On March 22, 2016, Finance Minister Bill Morneau delivered his maiden federal budget. CNA responded by issuing a media release that generally supported the investments the government plans to make. In the release, former CEO Anne Sutherland Boal also emphasized that CNA was looking forward to what lies ahead: “While [the] budget did not provide specifics about the federal government’s allocation of health dollars to the provinces and territories, CNA is hopeful that the discussions underway on the new health accord will seek a shift to patient-centred care in homes and communities and, among other things, improve access to home care and mental health services.”

A week prior to the unveiling of the budget, the House of Commons finance committee (FINA) tabled its pre-budget report. Among the committee’s recommendations to the government, to “support economic growth, fiscal sustainability, the ‘wellness’ of Canadians and Canadian businesses” (p. 64), were two supported proposals CNA made to FINA during consultations in February: FINA Recommendation 16 “The federal government, in negotiating a new health care accord, ensure that it honours the principles of the Canada Health Act, particularly regarding portability of coverage, ensures fair and equitable access to health care based on need rather than on ability to pay, and includes an accountability framework. As well, the government should pursue the feasibility of a universal, national prescription drug program and enhanced investments in home care” (p.66).

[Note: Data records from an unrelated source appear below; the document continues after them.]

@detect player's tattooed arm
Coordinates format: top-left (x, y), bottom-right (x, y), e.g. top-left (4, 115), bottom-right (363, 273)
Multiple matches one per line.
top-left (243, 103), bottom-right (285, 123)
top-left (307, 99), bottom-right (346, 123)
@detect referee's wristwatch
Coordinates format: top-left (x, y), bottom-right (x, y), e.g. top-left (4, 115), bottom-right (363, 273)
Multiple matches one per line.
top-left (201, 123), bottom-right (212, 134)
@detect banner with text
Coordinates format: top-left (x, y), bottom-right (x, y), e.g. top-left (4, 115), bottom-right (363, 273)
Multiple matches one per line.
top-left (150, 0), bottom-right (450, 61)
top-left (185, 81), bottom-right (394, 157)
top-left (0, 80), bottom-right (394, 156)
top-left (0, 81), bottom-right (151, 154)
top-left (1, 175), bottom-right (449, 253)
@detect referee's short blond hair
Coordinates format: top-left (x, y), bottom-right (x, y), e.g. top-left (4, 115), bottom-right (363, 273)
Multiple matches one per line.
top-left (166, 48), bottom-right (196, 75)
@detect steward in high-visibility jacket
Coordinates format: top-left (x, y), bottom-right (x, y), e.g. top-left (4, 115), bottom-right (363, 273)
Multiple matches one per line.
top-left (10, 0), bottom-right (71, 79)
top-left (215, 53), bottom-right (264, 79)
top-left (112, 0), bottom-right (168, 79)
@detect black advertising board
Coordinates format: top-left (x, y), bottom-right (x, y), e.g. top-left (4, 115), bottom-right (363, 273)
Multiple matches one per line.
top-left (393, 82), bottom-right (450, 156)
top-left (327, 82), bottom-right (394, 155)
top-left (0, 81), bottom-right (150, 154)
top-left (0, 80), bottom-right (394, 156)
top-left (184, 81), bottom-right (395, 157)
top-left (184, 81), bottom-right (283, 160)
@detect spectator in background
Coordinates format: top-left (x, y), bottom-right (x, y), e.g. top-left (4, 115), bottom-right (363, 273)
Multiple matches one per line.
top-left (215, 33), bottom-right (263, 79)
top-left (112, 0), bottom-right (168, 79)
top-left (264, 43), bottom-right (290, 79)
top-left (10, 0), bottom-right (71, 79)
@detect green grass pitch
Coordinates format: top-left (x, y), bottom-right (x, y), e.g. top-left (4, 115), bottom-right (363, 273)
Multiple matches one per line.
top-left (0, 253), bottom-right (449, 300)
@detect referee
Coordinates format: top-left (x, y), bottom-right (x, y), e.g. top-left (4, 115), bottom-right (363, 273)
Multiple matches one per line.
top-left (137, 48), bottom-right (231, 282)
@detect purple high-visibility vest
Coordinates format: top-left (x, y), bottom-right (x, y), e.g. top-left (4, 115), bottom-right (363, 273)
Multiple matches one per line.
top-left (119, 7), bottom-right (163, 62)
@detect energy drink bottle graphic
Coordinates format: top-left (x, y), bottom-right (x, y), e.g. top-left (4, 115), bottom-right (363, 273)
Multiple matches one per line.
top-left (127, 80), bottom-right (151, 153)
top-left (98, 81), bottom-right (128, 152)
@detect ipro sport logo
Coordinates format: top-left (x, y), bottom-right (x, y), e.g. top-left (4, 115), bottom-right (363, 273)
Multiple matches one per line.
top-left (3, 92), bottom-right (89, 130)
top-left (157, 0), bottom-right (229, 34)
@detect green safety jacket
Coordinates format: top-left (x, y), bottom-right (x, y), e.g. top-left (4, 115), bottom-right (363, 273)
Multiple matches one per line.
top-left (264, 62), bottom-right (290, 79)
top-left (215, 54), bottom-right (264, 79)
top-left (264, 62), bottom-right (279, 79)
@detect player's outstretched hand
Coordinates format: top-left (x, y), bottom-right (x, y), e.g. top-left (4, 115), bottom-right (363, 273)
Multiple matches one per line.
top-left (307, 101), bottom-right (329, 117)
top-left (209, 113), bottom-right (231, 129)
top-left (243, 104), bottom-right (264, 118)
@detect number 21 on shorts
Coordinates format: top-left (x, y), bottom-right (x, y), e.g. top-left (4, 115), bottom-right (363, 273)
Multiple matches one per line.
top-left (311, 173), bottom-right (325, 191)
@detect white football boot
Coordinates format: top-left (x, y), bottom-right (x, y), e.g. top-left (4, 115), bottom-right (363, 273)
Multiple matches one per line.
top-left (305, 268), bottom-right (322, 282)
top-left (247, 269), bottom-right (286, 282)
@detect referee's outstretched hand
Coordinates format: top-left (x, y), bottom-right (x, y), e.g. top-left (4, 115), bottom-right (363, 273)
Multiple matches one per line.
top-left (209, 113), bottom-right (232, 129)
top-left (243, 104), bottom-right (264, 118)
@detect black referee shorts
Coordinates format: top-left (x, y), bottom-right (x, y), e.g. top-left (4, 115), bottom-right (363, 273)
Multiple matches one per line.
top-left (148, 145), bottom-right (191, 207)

What CNA proposed [PDF, 297.3 KB]
“that federal-provincial-territorial bilateral agreements include a robust accountability framework to enable monitoring and reporting on the use of [Canada Health Transfer] dollars [that] would:

    • Show causal relationships between inputs, activities and population health outcomes
    • Include reporting on a comprehensive set of indicators and outcome measures derived from existing national data sources
    • Link with data on social outcomes” (p. 4)

FINA Recommendation 32
“The federal government improve the educational prospects of Indigenous children by investing in on-reserve schools. To achieve this goal, the government should focus on better learning environments, reforms to the current on-reserve education system, and greater financial support for cultural and language programs” (p. 69). What CNA proposed “To improve access to high-quality education for [Indigenous] students, CNA, whose membership includes the Aboriginal Nurses Association of Canada (A.N.A.C.), recommends a four-year annual federal government commitment of $100 million [for] accessible, culturally safe, high-quality early childhood learning and development programs” (pp. 5-6).